Lo estupendo para Ayuso es que no tiene ni que esforzarse. Haga lo que haga, al morador de la Moncloa se le suben a la cabeza todos los soponcios. Y digo yo que, con el ejército de asesores estéticos, cosméticos y publicitarios que el señor doctor se hace pagar por el contribuyente, alguien le habrá ya explicado la pifia de manual en la que viene cayendo con infantil pertinacia. Que la máxima autoridad ejecutiva del Estado no tenga nada mejor que hacer que pillarse berrinches de repetición contra una autoridad regional, hace de la autoridad regional una alternativa de Estado. Y de la autoridad de Estado poco más que un concejal de pueblo. Será que le gusta eso, digo yo: los gustos del Doctor Sánchez son verdaderamente estrafalarios. Pero estoy segurísimo de que Díaz Ayuso se lo agradece en lo más hondo de su corazón. Y, sobre todo, en lo más eficaz de sus neuronas políticas.

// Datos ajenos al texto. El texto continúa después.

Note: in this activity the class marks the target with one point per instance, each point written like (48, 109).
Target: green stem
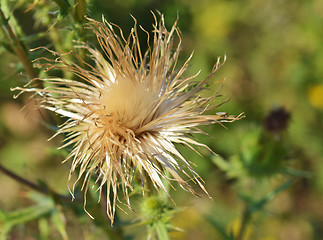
(17, 46)
(244, 223)
(44, 190)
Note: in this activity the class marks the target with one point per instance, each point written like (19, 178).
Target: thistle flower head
(125, 117)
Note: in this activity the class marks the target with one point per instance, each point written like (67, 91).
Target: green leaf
(219, 227)
(58, 220)
(161, 230)
(269, 196)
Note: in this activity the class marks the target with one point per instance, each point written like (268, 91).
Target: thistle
(128, 112)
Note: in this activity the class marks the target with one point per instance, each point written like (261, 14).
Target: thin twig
(17, 46)
(244, 223)
(32, 185)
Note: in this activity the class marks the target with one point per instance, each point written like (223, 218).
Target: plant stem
(244, 223)
(17, 46)
(32, 185)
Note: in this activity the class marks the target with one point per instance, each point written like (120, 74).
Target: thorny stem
(17, 46)
(244, 222)
(32, 185)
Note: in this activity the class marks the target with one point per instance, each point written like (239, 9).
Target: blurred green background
(274, 53)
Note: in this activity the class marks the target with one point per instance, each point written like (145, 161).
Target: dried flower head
(129, 111)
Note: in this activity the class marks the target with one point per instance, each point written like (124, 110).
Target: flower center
(127, 104)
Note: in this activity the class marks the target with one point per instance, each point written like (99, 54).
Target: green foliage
(274, 58)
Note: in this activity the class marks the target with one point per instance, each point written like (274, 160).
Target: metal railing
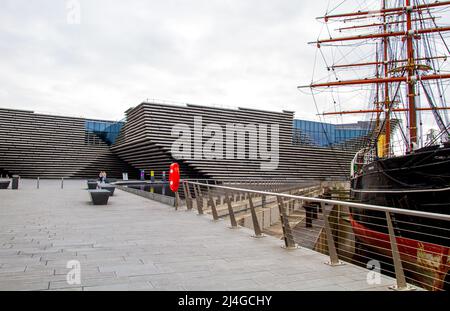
(412, 246)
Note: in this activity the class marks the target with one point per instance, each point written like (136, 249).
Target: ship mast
(411, 67)
(386, 87)
(412, 81)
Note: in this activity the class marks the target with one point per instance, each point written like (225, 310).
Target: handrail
(333, 202)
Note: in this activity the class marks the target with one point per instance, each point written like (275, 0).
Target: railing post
(399, 273)
(189, 197)
(213, 205)
(287, 231)
(231, 212)
(199, 198)
(334, 258)
(256, 227)
(185, 194)
(177, 200)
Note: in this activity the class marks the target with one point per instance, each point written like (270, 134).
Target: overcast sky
(250, 53)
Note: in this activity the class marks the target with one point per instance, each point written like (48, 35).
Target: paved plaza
(137, 244)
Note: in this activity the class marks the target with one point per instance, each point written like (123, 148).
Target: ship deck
(138, 244)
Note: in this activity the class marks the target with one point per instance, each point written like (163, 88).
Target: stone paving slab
(137, 244)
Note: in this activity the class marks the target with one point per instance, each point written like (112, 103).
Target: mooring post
(230, 211)
(399, 273)
(289, 242)
(213, 205)
(334, 259)
(256, 227)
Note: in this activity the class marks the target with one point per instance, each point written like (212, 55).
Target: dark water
(159, 188)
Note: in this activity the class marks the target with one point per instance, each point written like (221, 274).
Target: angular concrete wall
(146, 141)
(35, 145)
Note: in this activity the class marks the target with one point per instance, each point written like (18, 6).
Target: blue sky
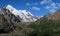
(36, 7)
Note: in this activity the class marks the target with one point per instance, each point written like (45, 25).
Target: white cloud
(45, 1)
(52, 10)
(31, 4)
(36, 3)
(47, 7)
(59, 5)
(28, 4)
(35, 8)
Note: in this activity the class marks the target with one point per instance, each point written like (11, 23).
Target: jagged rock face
(7, 20)
(54, 16)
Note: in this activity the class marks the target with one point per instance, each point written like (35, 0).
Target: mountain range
(11, 18)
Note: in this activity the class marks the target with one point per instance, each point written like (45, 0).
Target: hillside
(11, 25)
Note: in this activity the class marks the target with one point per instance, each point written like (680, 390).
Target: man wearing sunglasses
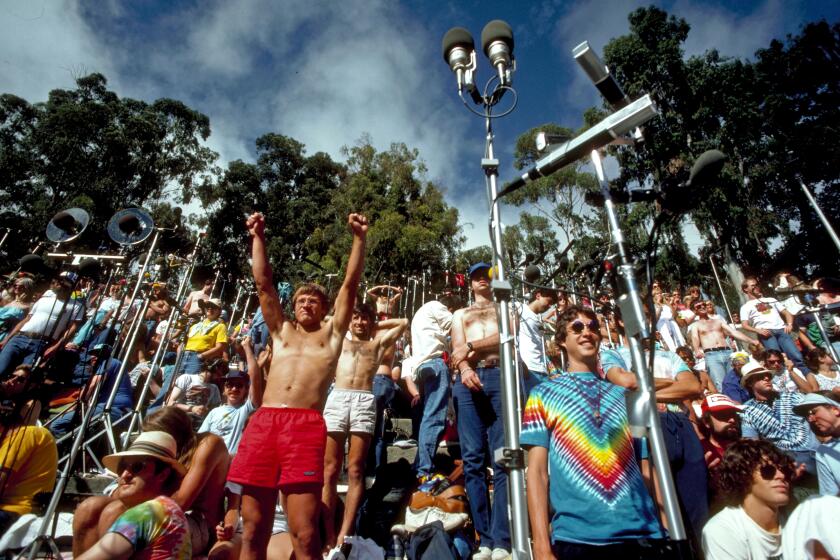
(822, 411)
(769, 416)
(582, 461)
(708, 339)
(477, 396)
(242, 396)
(153, 524)
(755, 480)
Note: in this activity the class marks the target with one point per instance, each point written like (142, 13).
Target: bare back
(358, 364)
(480, 322)
(711, 333)
(303, 365)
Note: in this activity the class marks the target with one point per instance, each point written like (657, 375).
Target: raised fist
(358, 224)
(256, 224)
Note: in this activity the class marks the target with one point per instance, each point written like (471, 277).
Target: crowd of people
(251, 432)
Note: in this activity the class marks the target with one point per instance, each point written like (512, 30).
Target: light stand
(459, 52)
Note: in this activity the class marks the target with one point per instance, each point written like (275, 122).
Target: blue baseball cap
(478, 266)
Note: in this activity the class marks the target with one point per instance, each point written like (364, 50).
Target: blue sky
(327, 72)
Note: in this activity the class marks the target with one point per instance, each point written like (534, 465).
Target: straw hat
(159, 445)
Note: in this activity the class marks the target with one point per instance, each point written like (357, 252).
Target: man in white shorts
(351, 409)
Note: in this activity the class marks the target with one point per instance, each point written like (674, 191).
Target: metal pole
(720, 287)
(635, 330)
(512, 456)
(826, 224)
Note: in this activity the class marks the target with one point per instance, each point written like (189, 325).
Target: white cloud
(45, 45)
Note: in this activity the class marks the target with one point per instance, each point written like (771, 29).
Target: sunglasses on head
(593, 325)
(134, 467)
(768, 472)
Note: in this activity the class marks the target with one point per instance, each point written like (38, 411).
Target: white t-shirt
(763, 313)
(530, 343)
(45, 313)
(196, 392)
(228, 422)
(733, 535)
(430, 331)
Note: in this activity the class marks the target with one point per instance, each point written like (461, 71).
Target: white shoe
(483, 553)
(500, 554)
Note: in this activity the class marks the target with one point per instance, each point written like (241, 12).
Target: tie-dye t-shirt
(157, 530)
(596, 489)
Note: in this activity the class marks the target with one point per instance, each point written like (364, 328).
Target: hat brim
(112, 462)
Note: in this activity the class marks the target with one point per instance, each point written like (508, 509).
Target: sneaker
(500, 554)
(483, 553)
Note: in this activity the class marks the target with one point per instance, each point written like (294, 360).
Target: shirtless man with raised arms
(283, 446)
(708, 339)
(351, 409)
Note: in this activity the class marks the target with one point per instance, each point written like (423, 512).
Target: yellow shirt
(30, 457)
(205, 335)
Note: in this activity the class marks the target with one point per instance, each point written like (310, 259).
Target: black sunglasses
(768, 472)
(593, 325)
(134, 467)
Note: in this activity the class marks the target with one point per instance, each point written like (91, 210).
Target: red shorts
(282, 448)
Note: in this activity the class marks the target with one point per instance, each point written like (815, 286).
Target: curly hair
(734, 476)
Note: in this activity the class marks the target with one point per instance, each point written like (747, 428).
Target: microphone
(497, 44)
(615, 125)
(591, 64)
(532, 273)
(459, 53)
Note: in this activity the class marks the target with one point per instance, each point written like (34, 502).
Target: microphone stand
(642, 403)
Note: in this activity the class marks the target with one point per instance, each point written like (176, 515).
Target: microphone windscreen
(532, 273)
(457, 37)
(496, 30)
(706, 168)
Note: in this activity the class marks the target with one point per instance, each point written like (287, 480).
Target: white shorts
(350, 410)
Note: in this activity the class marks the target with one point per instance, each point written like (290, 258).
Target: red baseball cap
(717, 402)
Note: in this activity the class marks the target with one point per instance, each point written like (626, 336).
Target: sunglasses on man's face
(768, 472)
(134, 467)
(593, 325)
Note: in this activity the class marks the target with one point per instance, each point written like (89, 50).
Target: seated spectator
(243, 395)
(104, 370)
(721, 426)
(824, 369)
(153, 525)
(200, 493)
(206, 339)
(732, 387)
(755, 479)
(769, 416)
(787, 378)
(17, 308)
(28, 463)
(822, 411)
(197, 393)
(582, 459)
(811, 530)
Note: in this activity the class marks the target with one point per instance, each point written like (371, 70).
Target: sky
(328, 72)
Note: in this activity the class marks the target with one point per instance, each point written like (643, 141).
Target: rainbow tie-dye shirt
(157, 530)
(596, 490)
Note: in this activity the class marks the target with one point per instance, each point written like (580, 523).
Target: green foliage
(87, 147)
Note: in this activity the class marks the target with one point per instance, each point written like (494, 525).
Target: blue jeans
(688, 467)
(782, 341)
(433, 382)
(717, 364)
(19, 350)
(481, 432)
(383, 393)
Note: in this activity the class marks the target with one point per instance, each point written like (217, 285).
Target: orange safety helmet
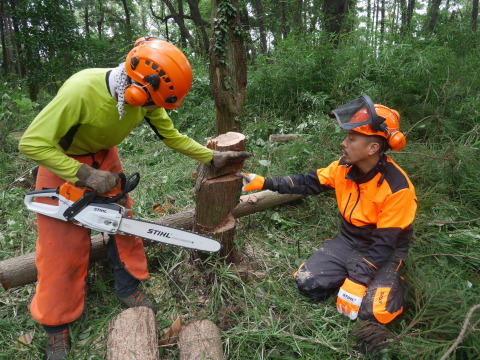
(160, 74)
(362, 116)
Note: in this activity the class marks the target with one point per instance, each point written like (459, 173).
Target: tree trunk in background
(336, 20)
(100, 20)
(228, 65)
(128, 26)
(432, 16)
(260, 17)
(283, 17)
(179, 20)
(86, 21)
(382, 23)
(201, 25)
(297, 20)
(6, 60)
(474, 15)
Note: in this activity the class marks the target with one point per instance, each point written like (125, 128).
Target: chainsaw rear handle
(126, 185)
(45, 209)
(64, 211)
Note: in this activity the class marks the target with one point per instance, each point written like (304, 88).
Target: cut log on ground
(133, 335)
(21, 270)
(283, 138)
(217, 193)
(200, 340)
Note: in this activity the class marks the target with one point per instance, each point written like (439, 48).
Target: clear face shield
(357, 113)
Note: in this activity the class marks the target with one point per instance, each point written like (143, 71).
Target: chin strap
(381, 166)
(118, 82)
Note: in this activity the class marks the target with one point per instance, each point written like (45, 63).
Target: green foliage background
(432, 82)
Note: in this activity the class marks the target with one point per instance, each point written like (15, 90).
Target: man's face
(356, 148)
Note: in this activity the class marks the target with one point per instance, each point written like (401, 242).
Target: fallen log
(21, 270)
(200, 339)
(132, 335)
(283, 138)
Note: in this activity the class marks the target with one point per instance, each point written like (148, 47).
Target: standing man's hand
(221, 158)
(350, 298)
(100, 180)
(252, 181)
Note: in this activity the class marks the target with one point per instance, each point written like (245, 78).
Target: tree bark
(475, 15)
(179, 19)
(200, 23)
(261, 25)
(336, 20)
(21, 270)
(132, 335)
(432, 16)
(200, 340)
(217, 194)
(228, 65)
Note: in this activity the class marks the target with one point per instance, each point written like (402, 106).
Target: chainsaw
(102, 213)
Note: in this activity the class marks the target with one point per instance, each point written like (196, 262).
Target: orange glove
(252, 181)
(350, 298)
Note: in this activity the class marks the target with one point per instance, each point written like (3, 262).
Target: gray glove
(221, 158)
(100, 180)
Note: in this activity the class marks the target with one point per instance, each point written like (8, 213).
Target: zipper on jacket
(356, 203)
(346, 205)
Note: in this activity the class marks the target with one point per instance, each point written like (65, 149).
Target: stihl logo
(349, 298)
(380, 299)
(158, 233)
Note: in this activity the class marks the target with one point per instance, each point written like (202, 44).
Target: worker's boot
(138, 298)
(58, 345)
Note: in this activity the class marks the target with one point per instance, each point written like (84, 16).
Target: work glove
(221, 158)
(252, 181)
(100, 180)
(350, 298)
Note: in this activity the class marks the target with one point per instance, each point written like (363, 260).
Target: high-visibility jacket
(83, 119)
(376, 209)
(81, 125)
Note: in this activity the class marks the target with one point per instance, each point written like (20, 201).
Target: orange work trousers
(63, 252)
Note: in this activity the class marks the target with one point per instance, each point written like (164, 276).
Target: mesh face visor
(357, 113)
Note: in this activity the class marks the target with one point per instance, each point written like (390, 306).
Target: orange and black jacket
(376, 209)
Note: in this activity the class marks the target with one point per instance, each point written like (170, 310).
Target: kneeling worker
(377, 205)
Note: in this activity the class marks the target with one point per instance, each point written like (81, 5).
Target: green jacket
(83, 119)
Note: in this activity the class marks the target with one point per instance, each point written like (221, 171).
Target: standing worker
(73, 139)
(377, 205)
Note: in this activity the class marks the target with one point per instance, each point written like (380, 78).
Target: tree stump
(200, 340)
(217, 195)
(132, 335)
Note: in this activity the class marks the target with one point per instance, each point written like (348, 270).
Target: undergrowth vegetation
(256, 304)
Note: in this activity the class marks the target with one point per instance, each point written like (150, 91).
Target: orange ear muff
(397, 140)
(136, 95)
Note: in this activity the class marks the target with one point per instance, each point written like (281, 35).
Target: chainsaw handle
(127, 185)
(45, 209)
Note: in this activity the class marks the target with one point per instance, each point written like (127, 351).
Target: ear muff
(136, 95)
(397, 140)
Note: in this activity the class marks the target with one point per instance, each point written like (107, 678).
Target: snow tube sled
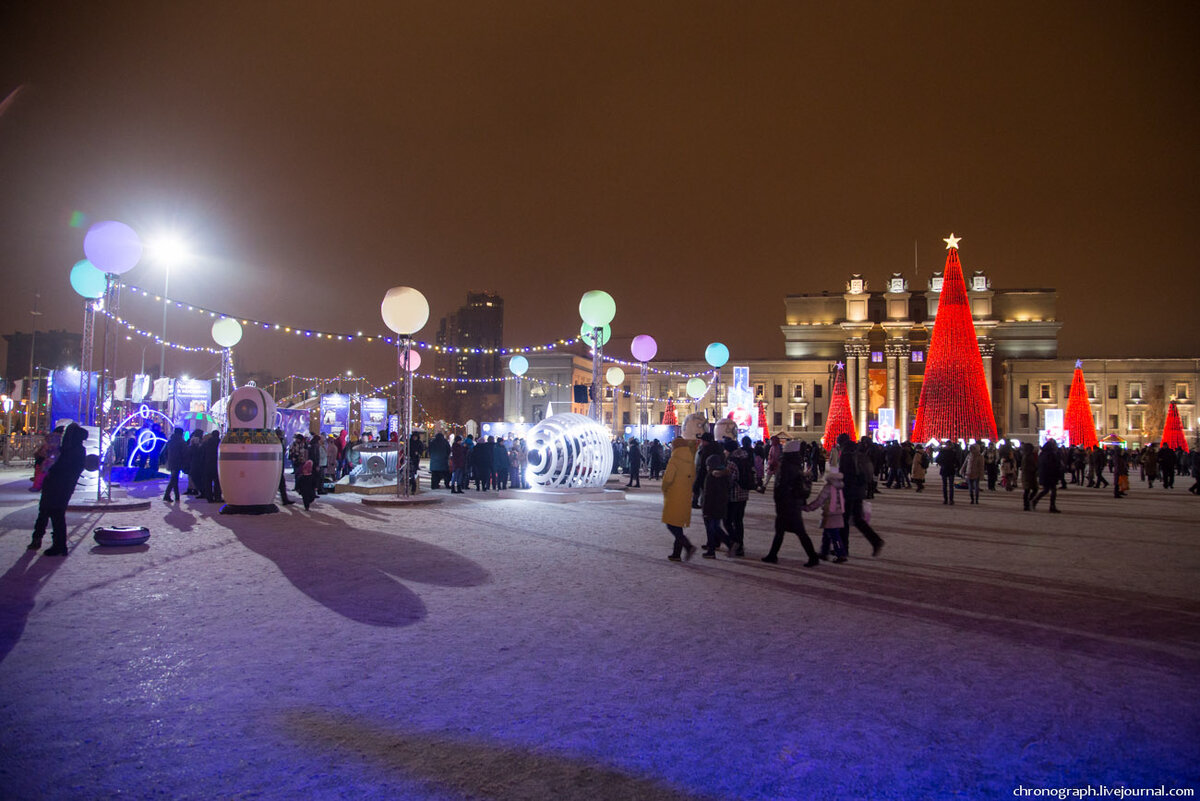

Lo último ha sido descacharrante. A la presidenta madrileña le da título de «estudiante ilustre» la Universidad en la cual estudió. Lo cual es casi formular un pleonasmo: ¿a ver cuántos estudiantes de la Complutense han llegado a ese grado institucional y, además, tan jóvenes? De momento y sin tirar de archivo, no me sale ninguno. Declaración inmediata de guerra. Y el doctor manda, para linchar a la «asesina» –de verdad, no lo invento, la llamaban los linchadores «asesina»–, a las barras bravas de sus asalariados podemitas en el Gobierno. Que hacen un ridículo inconmensurable. Precioso todo.

Y más precioso aún fue que el gran coro sanchista entonase su elegíaco sollozo por el «desprestigio» causado a la institución universitaria. Con lo que, gracias a Ayuso, Sánchez, nuevamente, se desbarata la crisma contra un muro que él mismo se había puesto por delante. ¿Recuerda el presidente que a su señora alguien –alguien– la ha puesto a dirigir una cátedra en la Complutense? ¿Que no es para tanto? Puede. Pero es que la tal cónyuge jamás ha ganado una oposición de catedrática. ¿Que eso son tiquismisquis? Puede. Pero es que la señora del presidente ni siquiera es, como él, doctora cum fraude. ¿Que no hay por qué pararse en esos mezquinos matices? Tal vez. Pero es que la señora Gómez no es tampoco licenciada en nada. ¿Existe un caso más bruto de «desprestigio» para la Universidad que el de una directora de cátedra que no posee ninguna licenciatura? A lo mejor existe, no sé. Habrá que investigarlo.

Y, mientras tanto, la carcajada de Isabel Díaz Ayuso debe de estar resonando en Pernambuco. ¡Muchas gracias, Doctor Sánchez!